I actually put this above account recovery forms, because it is much faster than the “prove who you are” flow in many cases. @mike34 mentioned this but I would prioritize it before trying long support forms.
-
Check if you accidentally split your 2FA across apps
A lot of people think everything is in Google Authenticator, but half the codes live in:
• Authy
• Microsoft Authenticator
• A password manager with TOTP
Before diving into painful recovery, install or open each of those on the new phone and see if any of them show rotating 6 digit codes. One workable code for one account lets you get back in and rebuild your 2FA setup cleanly. -
Use alternative login flows that temporarily bypass the code
Some services offer:
• “Log in with device prompt” (push to an existing logged in phone or in‑app approval)
• “Log in with security questions” or a backup email link
• “Use your recovery email only this time”

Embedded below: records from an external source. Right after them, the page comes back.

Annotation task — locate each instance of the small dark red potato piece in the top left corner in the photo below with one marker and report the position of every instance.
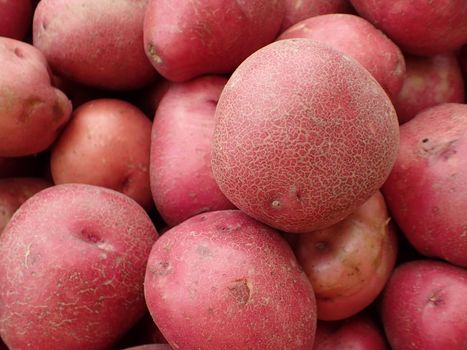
(15, 18)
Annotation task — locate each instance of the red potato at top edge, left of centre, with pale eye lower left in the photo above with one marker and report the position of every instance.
(207, 37)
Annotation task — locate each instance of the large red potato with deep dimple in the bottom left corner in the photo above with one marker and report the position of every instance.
(72, 262)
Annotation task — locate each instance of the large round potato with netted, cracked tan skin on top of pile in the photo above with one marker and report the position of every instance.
(304, 135)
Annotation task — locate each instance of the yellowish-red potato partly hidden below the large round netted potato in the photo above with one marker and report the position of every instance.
(349, 263)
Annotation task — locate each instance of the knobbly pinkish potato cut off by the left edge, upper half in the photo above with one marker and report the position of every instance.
(32, 111)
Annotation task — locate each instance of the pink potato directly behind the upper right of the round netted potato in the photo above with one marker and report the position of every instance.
(359, 39)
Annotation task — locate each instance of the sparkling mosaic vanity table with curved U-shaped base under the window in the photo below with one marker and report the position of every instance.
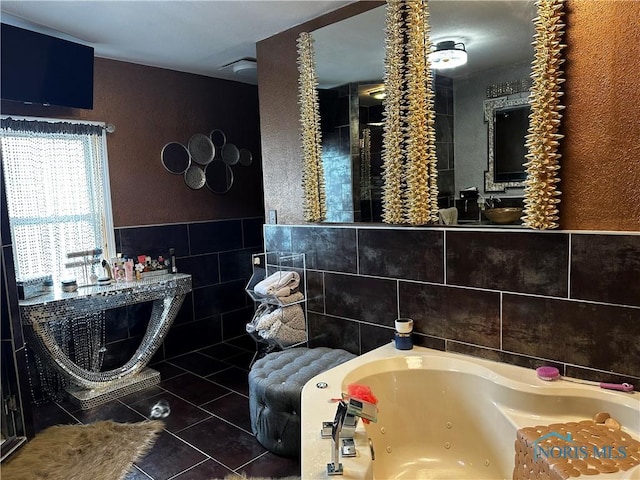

These options are sometimes buried behind “Try another way” or similar text. The others already pointed at recovery, but it is worth explicitly trying all secondary methods before starting a full support ticket. -
For dev or self‑hosted tools, re‑seed from config, not from memory
If any of the locked accounts are:
• Self‑hosted services
• Dev tools like Git hosting, CI dashboards, internal admin panels
you might still have the raw TOTP secret in:
• App config files
• Env variables
• Password vaults or encrypted notes
If you see a string of all caps letters and numbers likeJBSWY3DPEHPK3PXP, that is your factor secret. In Google Authenticator, you can add it manually instead of scanning a QR. -
Planning for next time: do not rely on a single phone again
Here I slightly disagree with how “just re‑enable 2FA and save backup codes” was put. It is necessary, but not sufficient. Do at least two of these per important account:
• Add a hardware security key (YubiKey, Titan, etc.) as a primary factor.
• Register a second authenticator app on a second device.
• Store printed backup codes in a place that is hard to accidentally throw away.
• Use a password manager with integrated TOTP for an additional copy of the secret. -
About Google Authenticator itself
You mentioned “safest way.” Google Authenticator is fine but has tradeoffs. Briefly, pros & cons:
Pros:
• Simple interface, low friction.
• Works offline.
• Widely supported anywhere TOTP is accepted.
Cons:
• Historically single‑device oriented, easy to lose everything with one phone.
• Sync behavior is not always clear, and people often assume it is backing up when it is not.
• No strong export / multi‑device management compared with alternatives like Authy or some password managers.
@espritlibre and @mike34 already gave solid recovery paths. Treat those as “how to survive this incident.” Use the points above to make sure the next phone upgrade is boring rather than a mini‑disaster. If you list which specific services are blocking you, people can outline the exact “other way to sign in” paths for each one.